Mind over body over mind: A long COVID Poem
It was mind over body, I swear
I could push and push and yes, I needed sleep
At the end, and I would rest
And then, the next day I was still my best
Today it is different, if I push hard
I can still put mind over body, for a while,
Then a wall forceful and strong,
It knocks me, and I am out, for too long
Guilt consumes me on good days,
I am not great, then, but I am fine,
Am I not?
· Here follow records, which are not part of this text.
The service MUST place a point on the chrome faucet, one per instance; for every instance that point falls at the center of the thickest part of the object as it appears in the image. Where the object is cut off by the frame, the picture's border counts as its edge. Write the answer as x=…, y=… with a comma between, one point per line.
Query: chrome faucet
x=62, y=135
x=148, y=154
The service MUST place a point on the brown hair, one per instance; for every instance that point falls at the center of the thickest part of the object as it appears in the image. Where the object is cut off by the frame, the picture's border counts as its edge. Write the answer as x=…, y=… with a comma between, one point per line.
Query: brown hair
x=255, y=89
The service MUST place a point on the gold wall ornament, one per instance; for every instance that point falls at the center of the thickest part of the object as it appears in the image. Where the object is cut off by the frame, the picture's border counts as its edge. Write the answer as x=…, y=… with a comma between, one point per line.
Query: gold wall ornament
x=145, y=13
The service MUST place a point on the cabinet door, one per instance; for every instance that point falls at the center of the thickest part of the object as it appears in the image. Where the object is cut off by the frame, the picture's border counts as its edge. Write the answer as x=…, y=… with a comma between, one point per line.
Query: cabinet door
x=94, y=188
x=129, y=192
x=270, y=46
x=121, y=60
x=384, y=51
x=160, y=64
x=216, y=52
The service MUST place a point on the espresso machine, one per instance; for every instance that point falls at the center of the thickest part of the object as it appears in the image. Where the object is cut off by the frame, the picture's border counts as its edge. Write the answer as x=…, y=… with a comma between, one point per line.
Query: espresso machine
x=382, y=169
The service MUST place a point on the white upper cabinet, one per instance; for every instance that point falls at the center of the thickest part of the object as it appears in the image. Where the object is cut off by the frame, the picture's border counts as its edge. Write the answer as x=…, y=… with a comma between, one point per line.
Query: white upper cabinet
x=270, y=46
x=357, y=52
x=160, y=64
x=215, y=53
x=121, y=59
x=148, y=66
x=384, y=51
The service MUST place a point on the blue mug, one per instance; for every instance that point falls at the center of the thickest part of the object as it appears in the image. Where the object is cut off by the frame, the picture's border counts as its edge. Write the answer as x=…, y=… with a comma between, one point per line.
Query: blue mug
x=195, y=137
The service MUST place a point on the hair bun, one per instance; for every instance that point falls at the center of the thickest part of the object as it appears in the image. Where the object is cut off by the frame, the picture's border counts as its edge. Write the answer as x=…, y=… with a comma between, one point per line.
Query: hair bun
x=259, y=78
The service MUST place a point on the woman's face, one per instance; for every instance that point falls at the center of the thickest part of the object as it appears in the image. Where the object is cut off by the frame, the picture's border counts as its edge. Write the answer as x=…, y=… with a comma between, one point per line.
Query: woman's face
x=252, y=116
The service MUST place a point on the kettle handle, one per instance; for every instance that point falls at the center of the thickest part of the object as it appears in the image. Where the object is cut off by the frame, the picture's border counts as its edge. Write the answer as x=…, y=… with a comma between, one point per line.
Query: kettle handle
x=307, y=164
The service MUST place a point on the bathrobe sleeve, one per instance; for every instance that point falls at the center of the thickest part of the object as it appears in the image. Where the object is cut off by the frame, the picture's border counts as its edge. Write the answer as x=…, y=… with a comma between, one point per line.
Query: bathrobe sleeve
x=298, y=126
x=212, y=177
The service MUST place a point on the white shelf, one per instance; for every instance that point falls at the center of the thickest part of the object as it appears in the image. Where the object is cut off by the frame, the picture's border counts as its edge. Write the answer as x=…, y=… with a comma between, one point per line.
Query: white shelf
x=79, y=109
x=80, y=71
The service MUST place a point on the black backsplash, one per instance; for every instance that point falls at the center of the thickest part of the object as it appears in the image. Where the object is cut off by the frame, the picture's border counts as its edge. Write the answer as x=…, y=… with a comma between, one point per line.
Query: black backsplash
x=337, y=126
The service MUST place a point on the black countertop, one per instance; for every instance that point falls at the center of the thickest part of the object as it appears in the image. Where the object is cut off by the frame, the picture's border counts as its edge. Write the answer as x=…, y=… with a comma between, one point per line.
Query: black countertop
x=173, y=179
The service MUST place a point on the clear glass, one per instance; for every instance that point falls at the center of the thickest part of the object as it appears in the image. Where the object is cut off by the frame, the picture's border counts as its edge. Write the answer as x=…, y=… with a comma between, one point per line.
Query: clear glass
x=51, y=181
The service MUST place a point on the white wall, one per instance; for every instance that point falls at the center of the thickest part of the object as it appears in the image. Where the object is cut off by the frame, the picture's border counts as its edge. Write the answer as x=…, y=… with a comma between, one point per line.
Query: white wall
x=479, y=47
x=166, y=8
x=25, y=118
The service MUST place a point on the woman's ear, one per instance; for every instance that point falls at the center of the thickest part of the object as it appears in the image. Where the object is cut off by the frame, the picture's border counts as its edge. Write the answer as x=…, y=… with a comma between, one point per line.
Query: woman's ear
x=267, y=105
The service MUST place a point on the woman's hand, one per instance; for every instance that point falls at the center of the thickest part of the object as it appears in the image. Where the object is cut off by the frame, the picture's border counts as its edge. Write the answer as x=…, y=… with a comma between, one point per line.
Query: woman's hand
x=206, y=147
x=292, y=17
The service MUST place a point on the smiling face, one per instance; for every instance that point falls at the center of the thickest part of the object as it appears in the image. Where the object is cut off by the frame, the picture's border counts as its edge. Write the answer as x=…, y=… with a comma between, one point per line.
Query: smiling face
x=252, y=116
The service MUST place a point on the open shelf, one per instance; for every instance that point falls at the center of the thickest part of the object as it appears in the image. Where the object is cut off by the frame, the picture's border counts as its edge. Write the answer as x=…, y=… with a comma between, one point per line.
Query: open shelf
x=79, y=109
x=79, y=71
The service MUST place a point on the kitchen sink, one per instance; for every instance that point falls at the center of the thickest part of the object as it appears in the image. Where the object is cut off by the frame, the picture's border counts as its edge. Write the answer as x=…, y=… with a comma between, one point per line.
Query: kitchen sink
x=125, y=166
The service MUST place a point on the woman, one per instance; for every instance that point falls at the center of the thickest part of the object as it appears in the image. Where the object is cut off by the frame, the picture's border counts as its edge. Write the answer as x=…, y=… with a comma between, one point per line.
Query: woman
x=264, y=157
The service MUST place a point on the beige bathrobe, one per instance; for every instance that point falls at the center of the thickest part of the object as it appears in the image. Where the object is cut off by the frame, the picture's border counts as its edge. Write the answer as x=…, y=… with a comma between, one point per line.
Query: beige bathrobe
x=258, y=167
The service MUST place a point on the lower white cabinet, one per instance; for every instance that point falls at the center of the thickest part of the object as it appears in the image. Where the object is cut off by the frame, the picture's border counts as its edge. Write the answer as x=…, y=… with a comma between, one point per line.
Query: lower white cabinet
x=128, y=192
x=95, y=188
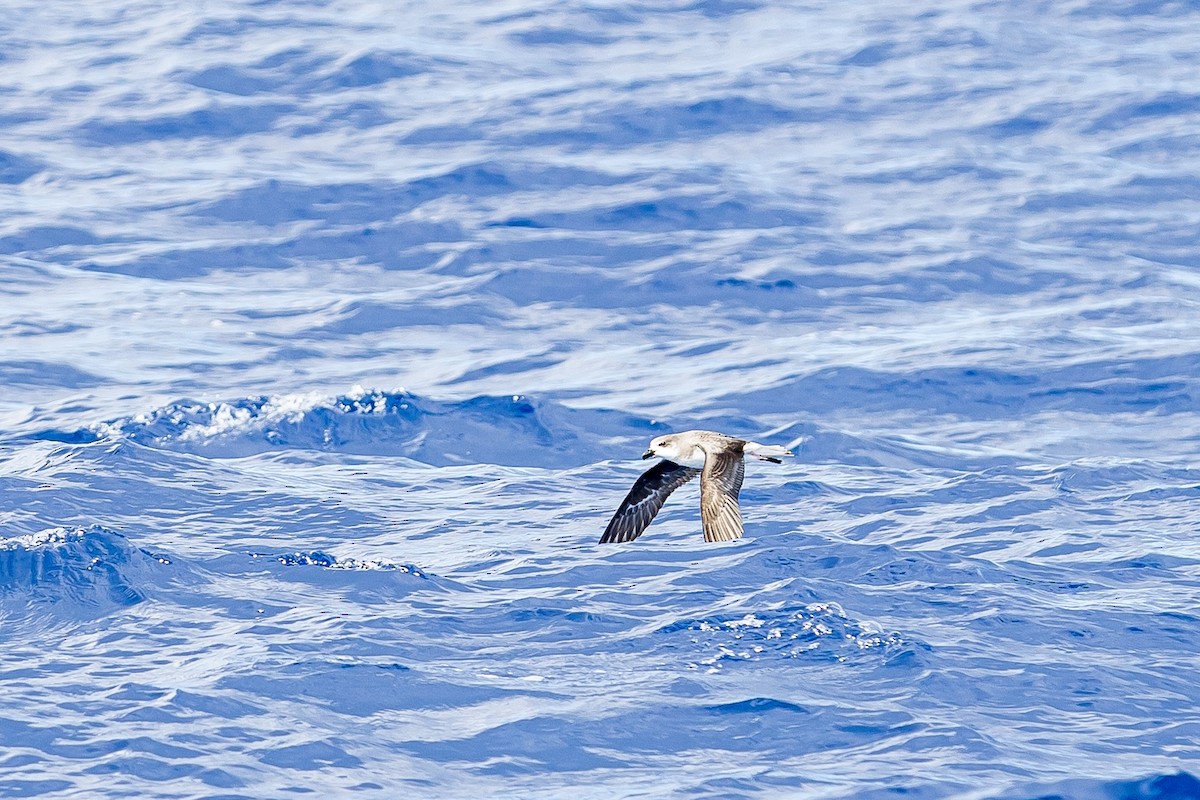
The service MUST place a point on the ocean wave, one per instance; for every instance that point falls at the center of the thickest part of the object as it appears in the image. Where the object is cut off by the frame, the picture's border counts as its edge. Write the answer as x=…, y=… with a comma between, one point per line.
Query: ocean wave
x=813, y=631
x=81, y=572
x=325, y=560
x=511, y=429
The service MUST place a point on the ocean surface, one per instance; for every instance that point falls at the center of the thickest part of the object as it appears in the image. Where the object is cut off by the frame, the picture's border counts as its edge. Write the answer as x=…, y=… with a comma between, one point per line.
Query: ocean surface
x=331, y=334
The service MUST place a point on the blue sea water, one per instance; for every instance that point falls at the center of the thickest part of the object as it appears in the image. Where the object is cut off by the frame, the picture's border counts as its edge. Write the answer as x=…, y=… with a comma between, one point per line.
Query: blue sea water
x=331, y=334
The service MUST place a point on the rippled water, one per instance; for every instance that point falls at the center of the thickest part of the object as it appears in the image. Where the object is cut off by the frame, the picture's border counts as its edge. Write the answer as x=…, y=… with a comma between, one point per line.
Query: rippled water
x=331, y=334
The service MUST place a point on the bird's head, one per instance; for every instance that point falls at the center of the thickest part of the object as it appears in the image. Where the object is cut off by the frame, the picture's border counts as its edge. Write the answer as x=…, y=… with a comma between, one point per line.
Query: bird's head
x=663, y=447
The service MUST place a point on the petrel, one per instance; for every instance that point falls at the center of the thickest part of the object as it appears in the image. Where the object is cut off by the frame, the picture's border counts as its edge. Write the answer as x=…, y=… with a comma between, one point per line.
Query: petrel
x=719, y=462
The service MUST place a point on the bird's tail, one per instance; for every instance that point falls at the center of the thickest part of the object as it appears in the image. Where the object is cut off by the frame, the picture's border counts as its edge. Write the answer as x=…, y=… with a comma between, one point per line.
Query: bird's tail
x=773, y=453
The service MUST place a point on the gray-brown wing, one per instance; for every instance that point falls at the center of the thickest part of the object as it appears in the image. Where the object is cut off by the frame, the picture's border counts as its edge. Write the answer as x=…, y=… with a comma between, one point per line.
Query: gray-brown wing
x=649, y=492
x=719, y=487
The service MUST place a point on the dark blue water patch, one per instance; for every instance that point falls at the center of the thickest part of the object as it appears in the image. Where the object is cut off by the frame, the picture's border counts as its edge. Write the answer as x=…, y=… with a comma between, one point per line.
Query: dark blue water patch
x=16, y=168
x=229, y=79
x=561, y=37
x=376, y=67
x=1137, y=193
x=501, y=429
x=871, y=55
x=1173, y=786
x=217, y=120
x=394, y=246
x=633, y=124
x=364, y=317
x=192, y=263
x=679, y=212
x=361, y=689
x=41, y=238
x=1165, y=104
x=275, y=202
x=811, y=632
x=79, y=573
x=42, y=373
x=1159, y=385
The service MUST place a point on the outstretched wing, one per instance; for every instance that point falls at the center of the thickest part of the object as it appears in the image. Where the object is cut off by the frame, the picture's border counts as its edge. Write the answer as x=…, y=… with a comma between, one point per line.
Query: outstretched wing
x=649, y=492
x=719, y=486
Weak yes, but I can do stuff,
It’s me, I think, I am not that tough
So I push, because really I am wrong
To have doubted that it’s not my mind;
Of course it’s me, I am weak
And my actions send me to bed for a week
Maybe I am weak, but it’s because I
Do not trust that I can be conquered
By something unseen, but so known
Long COVID is real, its existence is shown
Why do I doubt myself, when there’s
Nothing to doubt? True, there’s no virus to fight
But some cells they think are broken
And alone I am not, the doctors, and victims have spoken
I cannot heal by willing wellness alone
I must rest, true, but I must also trust,
That my mind can cast no spells,
Then my body might get the time it needs to heal its cells
Another poem about long COVID. If anyone wonders what I mean with no virus to fight — I very much mean, anymore in my own body. The virus is very much out there. Everyone stay safe.